First, the court applied the general rule that an insurance company is bound by agent representations made within the scope of the agent’s apparent authority, where the recipient of the agent representations, acting in good faith, has no actual or constructive knowledge of private instructions to the contrary. The Ninth Circuit had already ruled that Selective’s agent had acted with apparent authority when it issued the COI, and thus necessarily decided that T-Mobile USA’s reliance upon the COI was reasonable. 

Second, the court disposed of arguments regarding the standard-form disclaimers on the COI. Because the representation that T-Mobile USA was an additional insured had been specifically written into the COI it trumped the general, preprinted, boilerplate disclaimers. In addition, the purpose of a COI is to inform an additional insured of its status under the policy, and to allow the disclaimers to overcome the specific representations in the COI meaningless would make the entire COI pointless. The court characterized such an outcome as rendering the COI entirely lacking in informational value, and allowing it to set a trap for the certificate holder.

Third, the court distinguished prior authority holding that the COI, although informing the recipient that insurance has been obtained, is not the equivalent of an insurance policy. That authority arose in the context of COIs that were issued by the policyholder’s broker — not the insurer’s agent — and did not purport to confer additional insured status.

This case involved explicit representations of additional insured status, made by the insurer’s agent, and the fact that those representations were made in a COI was incidental. As the court reiterated, “An agent’s authorized or apparently authorized representation is a representation, whether it is transmitted via letter, e-mail, certificate of insurance, or something else.” 

Finally, the court disagreed with public policy arguments raised by the American Property and Casualty Insurance Association, which filed an amicus brief asserting that fundamental contract certainty would be undermined by allowing a COI to supplant policy terms. To the contrary, the court held that public policy was better advanced by binding insurance companies to the representations of their agents made with actual or apparent authority. 

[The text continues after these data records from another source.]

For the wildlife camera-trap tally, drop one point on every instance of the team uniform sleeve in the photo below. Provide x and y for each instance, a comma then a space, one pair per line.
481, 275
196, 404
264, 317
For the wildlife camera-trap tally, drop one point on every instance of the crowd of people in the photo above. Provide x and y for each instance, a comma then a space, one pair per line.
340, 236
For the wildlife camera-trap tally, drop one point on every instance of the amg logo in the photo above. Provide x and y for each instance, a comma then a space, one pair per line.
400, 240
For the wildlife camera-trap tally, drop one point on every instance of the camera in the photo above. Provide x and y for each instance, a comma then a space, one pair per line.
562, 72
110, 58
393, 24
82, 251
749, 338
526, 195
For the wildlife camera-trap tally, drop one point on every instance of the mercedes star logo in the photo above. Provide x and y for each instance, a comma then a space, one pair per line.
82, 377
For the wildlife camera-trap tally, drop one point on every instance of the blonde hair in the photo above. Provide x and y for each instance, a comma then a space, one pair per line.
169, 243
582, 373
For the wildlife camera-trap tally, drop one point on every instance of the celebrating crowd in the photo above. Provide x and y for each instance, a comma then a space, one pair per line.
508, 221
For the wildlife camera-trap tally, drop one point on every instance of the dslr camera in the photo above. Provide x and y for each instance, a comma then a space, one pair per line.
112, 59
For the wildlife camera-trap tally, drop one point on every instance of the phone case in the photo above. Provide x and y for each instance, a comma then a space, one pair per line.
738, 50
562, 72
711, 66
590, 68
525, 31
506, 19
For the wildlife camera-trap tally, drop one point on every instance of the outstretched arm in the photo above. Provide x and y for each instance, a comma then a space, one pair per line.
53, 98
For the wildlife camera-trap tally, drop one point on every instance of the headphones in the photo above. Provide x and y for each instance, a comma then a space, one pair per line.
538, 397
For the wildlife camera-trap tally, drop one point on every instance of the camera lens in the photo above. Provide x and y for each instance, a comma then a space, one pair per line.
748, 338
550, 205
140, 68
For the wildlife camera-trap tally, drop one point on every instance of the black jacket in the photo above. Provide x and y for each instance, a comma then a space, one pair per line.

T-Mobile offers a commonsense approach to analyzing the impact of a COI furnished by the insurer’s agent. Contracting parties frequently negotiate for one party to procure insurance that benefits the other. Because the would-be additional insured is outside of the insurer-policyholder relationship, that party commonly has no choice but to rely upon representations — such as those found in the COI in TMobile — regarding its coverage status. 

Although in T-Mobile, the additional insured status was conferred on an entity that was not a party to the underlying contract with the policyholder, its holding that the agent of the insurer’s specific representations overcomes boilerplate form disclaimers is a win for policyholders and entities asserting additional insured status. The opinion not only provides protection for such parties in Washington, but also lays out principled arguments that potential additional insureds may use to pursue their contractual rights in other jurisdictions.

Would-be additional insureds are advised to request COIs or other written representations from the insurer’s agent to reap the greatest potential benefit from this decision. As discussed above, however, that may not always be possible because COIs are not always issued by the insurer’s agent — they might instead be issued by the policyholder’s broker. Despite this decision, a best practice for would-be additional insureds is to obtain not just a COI, but the actual additional insured endorsements, or the entire policy itself, and to analyze those to make sure they are consistent with the coverage being requested from the contracting party.